Late on the afternoon of Saturday, May 5, I was sitting at a table in Trinity Hall at our church having dinner.
Our guests, homeless families from CARITAS (Congregations Around Richmond To Assure Shelter), had finished eating. Parents and their children were getting acclimated to a new environment.
These families are with us for two weeks. A commercial bus drops them off every afternoon and returns to pick them up every morning. At the end of the two weeks, these families will regroup and go to another church. Sometimes during that time frame, a family will have the good fortune to find housing. Securing that stability in their lives is an important step.
Sitting to my left is the overnight shelter supervisor. The rest of the table is filled out with friends from church.
I asked the supervisor a few questions about his work. His answers were transparent and reflected his 17 years of working CARITAS.
During that time, he had seen first hand the challenges experienced by the homeless. Not much that he hadn’t seen. From the pre-existing health condition that caused a person to pass away during the night to the expectant mother who was ready to give birth.
One of my friends at the table who has always been a part of our church team in working CARITAS shared a story.
Last year, there was a young lady in the program who was expecting. She was 17 years old. Her delivery moment arrived at our church. Fortunately for my friend, the expectant mother made it to the hospital in time.
The next day, my friend went to visit her at the hospital. He was surprised to find the young mother alone in her room. My friend asked about her parents. The young lady responded that her parents had disowned her. When he asked about the child’s father, her response was she didn’t expect to see him either.
At this point, my friend said to himself—“it’s not supposed to be this way.”
I wonder why in the Bible, Jesus states in Matthew 26:11: “For you always have the poor with you, but you will not always have me.”
Does he say this to challenge us?
Look folks, the poor are always going to be with you, so I need you to work to figure out ways to eliminate all of those issues the poor are facing. And by the way, I’m not always going to be around to remind you of this obligation, so get busy.
CARITAS has been around since 1987 working to help the homeless. Here we are 31 years later, and while I’m sure CARITAS makes progress each year, we still have the challenges the poor face with us no matter where we look in our city, state, country, and world.
Recently, I watched the PBS series Super Skyscrapers. This show focused on the construction of one skyscraper in New York City. The title of the episode was The Billionaire Building.
Someone paid $90 million for the penthouse on the top floor that looks out over Central Park.
No luxury was spared anywhere in the building.
Bathrooms were constructed of imported Italian marble. Kitchens were custom made by hand in England by master craftsmen. The building even has it own state of the art window washing apparatus.
The show was fascinating from the perspective that we have the capacity to build such a skyscraper. But, I also found the show extremely sobering. We can build the most luxurious skyscraper in the world, but we can’t solve the daily challenges faced by the poor.

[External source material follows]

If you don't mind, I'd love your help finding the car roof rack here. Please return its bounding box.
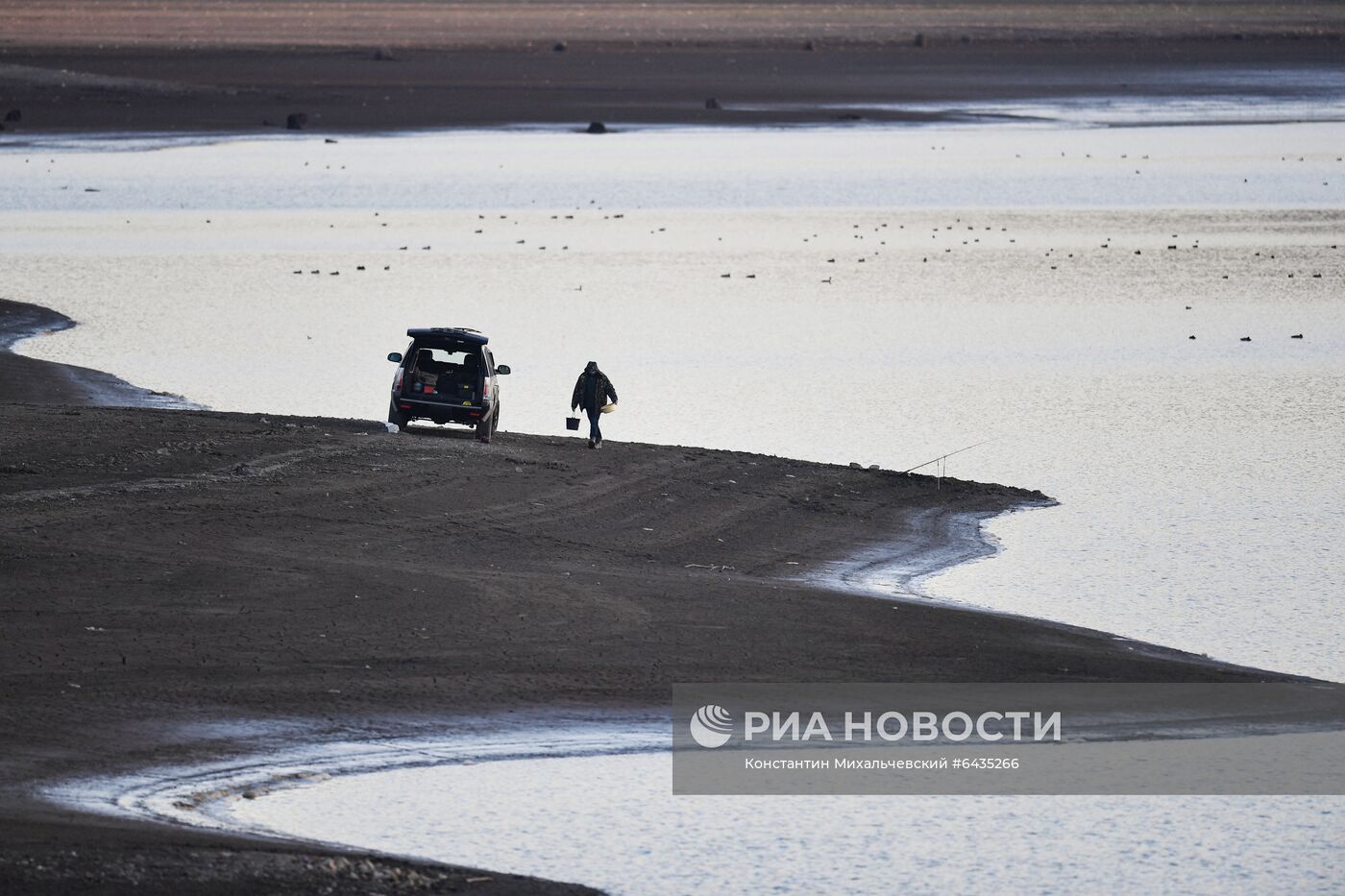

Why is this? Why can’t the talent and skills used to plan and build the skyscraper be applied to solve homeless problems around the world?
Maybe, the answer is that we silently affirm Jesus’ words: “You will always have the poor with you.”
All of those nonprofits and government agencies can handle the poor. Why should I worry and push myself to become involved?
Maybe because deep in my heart, I think Jesus made that statement as a challenge.
My friend’s comment about the deserted young mother: “It’s not supposed to be that way,” caused me to reflect further.
If we really wanted to solve the problems of the poor, I want to believe we could.
But, I don’t think we see this as an urgent priority.
After all, the poor have always been with us.
The lyrics to Bruce Hornsby and the Range’s first hit record, “The Way It Is” have always intrigued me. The four lines from the chorus make me pause:
That’s just the way it is.
Some things will never change.
That’s just the way it is.
Ah, but don’t you believe them.
If Jesus was still walking around today, he would affirm that last line.
He wants us to realize, “It’s not supposed to be that way.”